Julie was with me and I think I saw her get a little tense. She’s a constant reminder to be pleasant to clerks – or else. Or else we’ll have ‘The Discussion’ when we get in the car. I always agree with her – “No, they don’t make the rules; yes, they’re just trying to make a living”. But, dammit, who can I complain to? The CEO of this place is probably thousands of miles away. If I can’t speak out then my only choice is to say “Thanks, but I’ll take my business elsewhere.”
Fortunately, as I was pondering how to respond, the clerk added the words that gave me an easy way out. “But, you don’t have to give your phone number if you don’t want to.” I said no, paid and left.
Americans mystify me. Why would anyone want to give a corporation their phone number so they can determine where they live, how much they earn, how they spend their money – all with the intent of selling consumers more, more and more. It makes about as much sense as buying a shirt with a corporate logo imprinted on it. Why would a customer pay to advertise for a business? The business should pay us to wear the shirt with their advertisement.
Most (all?) grocery stores in town have a “club”. Present your “membership” card for a discounted price. Yep, that “membership” card contains enough information to draw a big bull’s eye around my wallet, debit card, check book and credit card.
I thought this was the good old USA. Go into a store with cash, make a choice, pay, say “thank you” and leave. I’m getting the feeling that we’re no longer considered citizens but consumers.
The real issue for me is how to live in this world while protecting my independence, treating clerks with courtesy and respect and maintaining a healthy blood pressure.
I’m ready for the next time someone asks for a phone number. I’m going to give them a smile, a pleasant tone and say “202-456-1414”.
In case you’re wondering, that’s the number for the White House. Let them talk with George.
Oh, and by the way, all of my grocery “membership” cards are fake. They don’t contain my name. When the clerk says “thank you Mr. Nelson” I just smile and get a small sense of satisfaction.
6 Comments:
I know what you mean. The lowly clerk is the only one to complain to.
How clever... never thought to give a false name on my grocery card. I can definitely see the satisfaction each time they call you Mr. Nelson. LOL!
The last time I was asked for my zip code I said it was 90210. When asked for my phone number I generally tell them it is unlisted - make one up if you need it to open the register. Like your suggestion better.
Started to get a grocery card last winter. The bagger, a fellow of about my age, told me the only reason they had the cards was to help the government track me better. In case you're interested, I didn't get one.
great post! Now that I've moved to a small town, I shop at stores who staff know my name and I can pay with a check with out them even asking for a driver's licence.
I gernerally only buy from the stores that are big enough for card/clubs when I can't find it local.
I tried the number but the operator said try again the number is not working or disconnected.

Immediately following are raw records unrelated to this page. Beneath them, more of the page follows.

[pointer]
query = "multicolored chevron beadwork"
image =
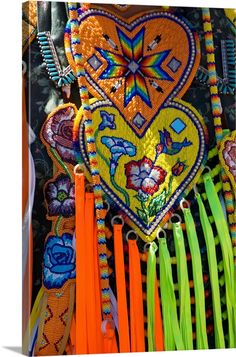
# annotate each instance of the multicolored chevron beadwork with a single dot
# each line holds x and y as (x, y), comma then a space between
(55, 72)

Maybe I should have tried the international operator
Damn, Paul, I come back to check up and you've been posting like crazy! However, I sure had some great reads to catch up on. I see you've noticed this irritant to. I have a liquer store card and when the clerk asks me, do you have a card, I ask, do I save anything? If she says no, I say no card.
I get this feeling there's a database somewhere that has me listed as a wino.